Uma matéria no Jornal Hoje (Rede Globo) essa semana mostrou que a maioria das pessoas consegue ficar apenas 10 minutos concentrada em suas atividades no trabalho e que pelo menos 15 minutos são "perdidos" em outras atividades consideradas "não-produtivas". Fiquei com muita pena da gente, como eu e você leitor, que trabalha tanto e no fim das contas ainda é abordado com esse negócio de "tempo perdido". Sabe de uma coisa? Estou cada dia mais convencida de que tenho perdido realmente muito tempo com coisas que daqui a alguns anos vão me trazer um baita arrependimento.

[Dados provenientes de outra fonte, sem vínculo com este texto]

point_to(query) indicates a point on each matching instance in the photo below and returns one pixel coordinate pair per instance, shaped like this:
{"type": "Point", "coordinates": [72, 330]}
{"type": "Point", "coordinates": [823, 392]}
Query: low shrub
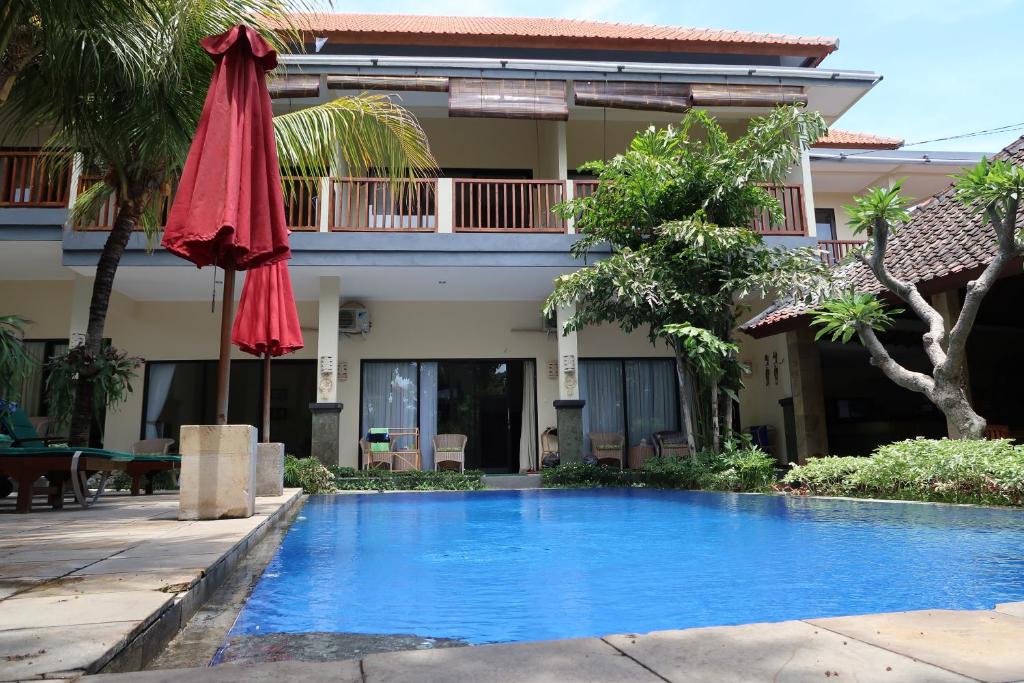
{"type": "Point", "coordinates": [346, 478]}
{"type": "Point", "coordinates": [947, 470]}
{"type": "Point", "coordinates": [739, 467]}
{"type": "Point", "coordinates": [308, 474]}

Esse blog é uma prova do quanto isso ja me traz angústia. Adoro escrever. Penso que os blogs foram a mais fantástica criação do mundo virtual e a mais importante ferramenta da internet, depois do email. O ponto alto da liberdade de expressão. E nem a ele tenho me dado o direito por conta da tal falta de tempo. No mesmo rol coloco a viagem de fim de semana com meus filhos, a visita àquela amiga no sul do país, a reunião com os colegas de faculdade que não vejo há 15 anos, os quadros que por enquanto estão sendo pintados apenas na minha mente, a volta a Milho Verde que é ali pertinho (mas parece que fica no Tibet), aquela reportagem sobre a prostituição infantil que me prometi fazer quando passei no vestibular para jornalismo (velhos tempos da PUC de BH!), a carta de agradecimento à uma amiga que enviou uma tela linda baseada no Van Gogh há alguns anos, os cuidados com minhas plantas na varanda, que já desistiram de mim e assim a lista segue...
Definitivamente, não sei cuidar do meu tempo. Vivo à base de promessas: amanhã eu ligo, amanhã eu faço, amanhã escrevo, amanhã eu bordo, semana quem vem eu pinto, no mês que vem eu teço.
Preciso aprender a encontrar esse tal de Sr. Tempo. Alguém aí se habilitar a me ensinar?
Ah... deixa eu adivinhar: estão sem tempo, né?